Link Imbalance Prediction

Five SNPs predicted as most deleterious by the PredictSNP tools from the FASTA 1 sequence were evaluated with the Haploview tool (https://www.broadinstitute.org/haploview/haploview). The tool predicted that there is no linkage disequilibrium among any of the five evaluated SNPs (rs146613168, rs368404338, rs201348291, rs143549909 and rs151322132), as shown in figure 1.

Protein-Protein Interaction Analysis

The STRING database (https://string-db.org/cgi/network?taskId=b022 LqlKmSV8&sessionId=brixGRS2HYsO), used to obtain data on the interaction of the NDRG1 gene, obtained results are shown in figure 2. The server indicated that NDRG1 interacts with 11 proteins, including p53 cell tumor antigen (TP53), N-myc proto-oncogene protein (MYCN), serine/threonine-protein kinase (SGK1), serine/threonine-protein kinase 38-like (STK38L), NDRG2 protein (NDRG2), Myc proto-oncogene protein (MYC), WNT1-inducible signaling pathway protein 1 (WISP1), RAC -alpha serine/threonine-protein kinase (AKT1), serum/glucocorticoid regulated kinase family, member 3 (SGK3), and cadherin 1 (CDH1).

Probability analysis of the impact of nsSNPs on the function of the investigated protein

The SNPs3D resource (http://www.SNPs3D.org), used to assess probable diseases related to the NDRG1 gene, indicated a probability of association with prostate cancer, with possible interference in tumor aggressiveness and worse prognosis. The NDRG1 gene was not described as a possible influencer in any thyroid involvement (Yue 2006).

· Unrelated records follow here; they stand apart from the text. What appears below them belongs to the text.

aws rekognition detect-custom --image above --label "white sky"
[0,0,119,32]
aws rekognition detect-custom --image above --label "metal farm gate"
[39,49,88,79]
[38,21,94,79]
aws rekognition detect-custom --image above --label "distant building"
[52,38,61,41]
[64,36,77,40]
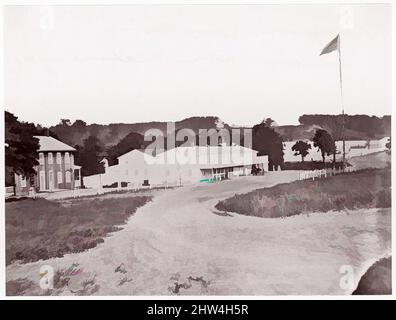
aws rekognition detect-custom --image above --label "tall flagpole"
[338,33,345,170]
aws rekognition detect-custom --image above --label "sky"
[4,4,392,125]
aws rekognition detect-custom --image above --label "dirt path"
[7,171,391,295]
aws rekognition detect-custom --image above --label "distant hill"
[50,114,391,148]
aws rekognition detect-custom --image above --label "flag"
[320,34,340,56]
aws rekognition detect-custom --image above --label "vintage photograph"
[1,3,392,298]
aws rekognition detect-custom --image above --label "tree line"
[5,111,390,185]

More than 300 missense polymorphisms have been reported in the human NDRG1 gene, and that number is still expanding. However, not all of these polymorphisms include amino acid changes, and not all changes significantly affect the structure or function of the corresponding protein. In order to select those that have the greatest potential to cause deleterious effects and influence the pathophysiology of thyroid cancer, we undertook a thoughtful bioinformatics analysis of NDRG1 SNPs. The methods we employed indicate the importance of using several algorithms with different predictive capabilities to estimate the effect of variations at the structural, functional and stability levels. We demonstrated that rs201348291 and rs151322132, two SNPs still little known, are potential markers of malignancy and may be related to the characteristics of thyroid cancer, deserving further validation.

The NDRG1 gene encodes a protein present in the cytosol and expressed in epithelial cells. The expression of NDRG1 is associated with cell growth arrest as well as terminal cell differentiation, but the role of NDGR1 in tumor development and progression is still dubious and controversial (Mao 2013). While there is evidence that its activation has anti-metastatic action, other studies suggest that the protein expression is related to less tumor differentiation, more aggressive metastatic potential and, therefore, worse prognosis (Kovacevic 2006, Gehrard 2010, Mosquera 2013). In fact, NDGR1 gene expression in breast (Mao 2013, Nagai 2011), liver (Mao 2013, Cheng 2011, Akiba 2008), lung (Azuma 2012) and cervical cancer (Nishio 2008) was positively correlated with disease recurrence and considered an indicator of poor prognosis for patient survival (Mao 2013). On the other hand, the expression of NDRG1 in prostate (Song 2010), colon (Strzlecyk 2009) and esophagus tumors (Ando 2006) was associated with a favorable clinical evolution. Data on the role of nsSNPs of the NDRG1 gene in the development of thyroid neoplasms, and their association with thyroid nodule clinical presentations and outcomes, have not yet been described in the literature.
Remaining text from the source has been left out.